Je suis partie ce matin de fort bonne heure ; Lucie était couchée quand je suis arrivée ; et sir James assis auprès de son lit, tenait une de ses mains dans les siennes ; ils étaient tous deux plongés dans la tristesse ; Lucie avait encore les yeux noyés de larmes ; je lui ai représenté combien il était dangereux pour l’enfant qu’elle portait de se livrer autant à sa douleur ; j’ai obtenu d’elle qu’elle ne quitterait pas son lit de la journée, et qu’elle prendrait quelques boissons calmantes pour diminuer l’irritation de ses nerfs. Sir James s’est efforcé de paraître moins triste qu’à son ordinaire. Il a cherché tout ce qui pourrait distraire Lucie du départ de son mari ; nos enfants lui en ont fourni le moyen : il les a conduits vers nous, s’est prêté à leurs jeux, et le temps s’est ainsi écoulé, jusqu’au moment où j’ai parlé de me retirer. Il était tard, et Lucie ne voulant pas que je m’en allasse seule avec ma fille et sa bonne, m’a conjurée de permettre que son frère nous accompagnât ; elle a ajouté qu’il n’était pas prudent de traverser les bois de Savinie à cette heure, je lui ai fait observer que mes gens suffisaient pour me défendre ; mais sir James ayant insisté, en disant que je l’affligerais par mon refus, j’ai accepté son offre. Il a fait seller des chevaux pour son retour, et nous sommes montés en voiture.
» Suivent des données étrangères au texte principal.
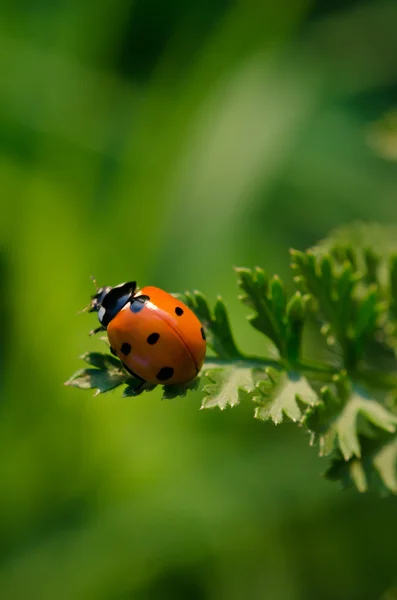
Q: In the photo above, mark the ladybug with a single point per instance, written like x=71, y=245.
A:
x=157, y=337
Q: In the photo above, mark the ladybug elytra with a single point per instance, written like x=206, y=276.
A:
x=156, y=337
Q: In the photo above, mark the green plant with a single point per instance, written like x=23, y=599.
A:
x=336, y=339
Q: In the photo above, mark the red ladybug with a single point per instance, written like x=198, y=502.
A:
x=157, y=337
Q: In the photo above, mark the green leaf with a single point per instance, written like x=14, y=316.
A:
x=106, y=375
x=216, y=324
x=173, y=391
x=281, y=395
x=273, y=315
x=226, y=384
x=351, y=319
x=346, y=411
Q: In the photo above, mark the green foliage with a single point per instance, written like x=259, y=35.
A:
x=350, y=292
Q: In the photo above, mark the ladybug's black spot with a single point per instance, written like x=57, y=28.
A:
x=132, y=372
x=138, y=302
x=165, y=373
x=153, y=338
x=125, y=348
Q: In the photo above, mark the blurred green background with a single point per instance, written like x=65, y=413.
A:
x=166, y=141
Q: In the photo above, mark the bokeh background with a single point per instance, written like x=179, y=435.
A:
x=166, y=141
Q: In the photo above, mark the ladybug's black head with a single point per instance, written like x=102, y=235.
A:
x=108, y=301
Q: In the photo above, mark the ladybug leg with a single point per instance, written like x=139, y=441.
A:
x=140, y=379
x=97, y=330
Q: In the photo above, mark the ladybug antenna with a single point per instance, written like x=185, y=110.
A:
x=94, y=282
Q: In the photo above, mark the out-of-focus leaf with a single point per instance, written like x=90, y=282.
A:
x=281, y=320
x=376, y=469
x=345, y=413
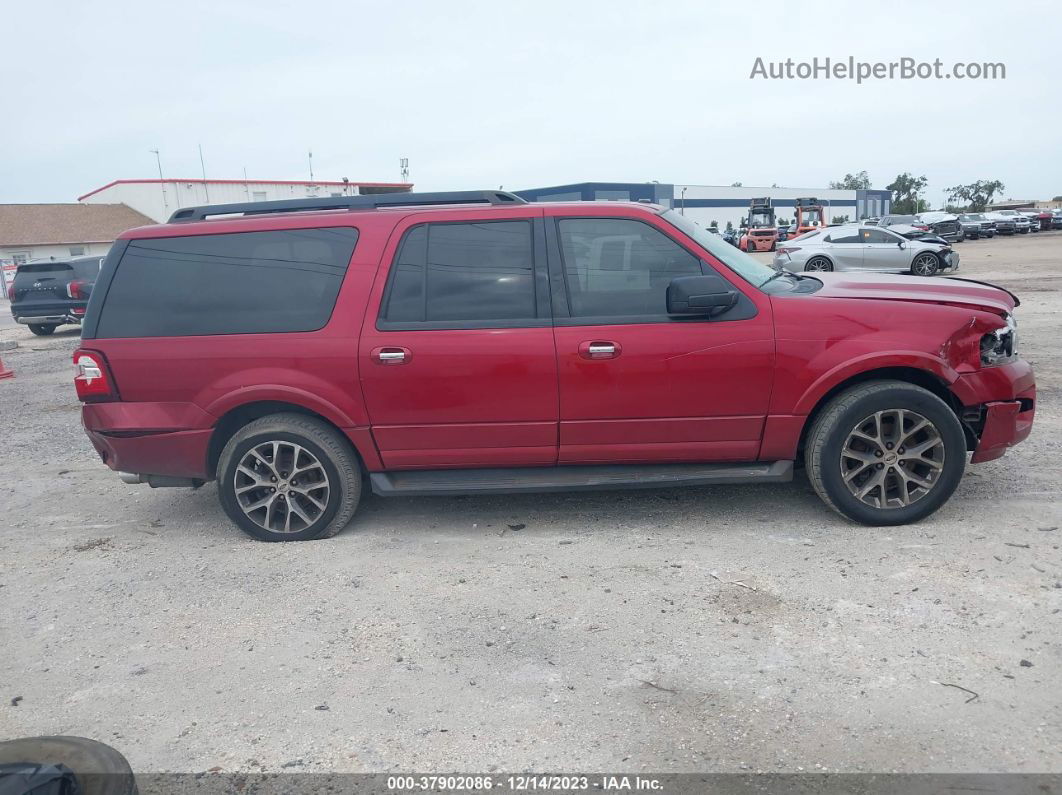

Il m’a demandé en route si l’absence de Frédéric devait se prolonger longtemps :

— Je ne crois pas, lui ai-je répondu ; c’est après demain l’anniversaire de la mort de son frère, et il ne manquera pas à venir déposer, avec nous, le tribut de ses regrets sur la tombe de mon Henri.

Après cette réponse il a gardé un long silence ; puis sortant de sa rêverie, il m’a dit :

— Employez, madame, tout l’ascendant que votre esprit et votre amitié vous donnent sur Frédéric, pour l’empêcher de faire d’aussi fréquents voyages à D***. Ce qu’il m’a dit des sociétés qu’il y voit, me fait craindre qu’il ne s’y livre trop, et il serait fâcheux qu’elles altérassent sa franchise et son ton naturel.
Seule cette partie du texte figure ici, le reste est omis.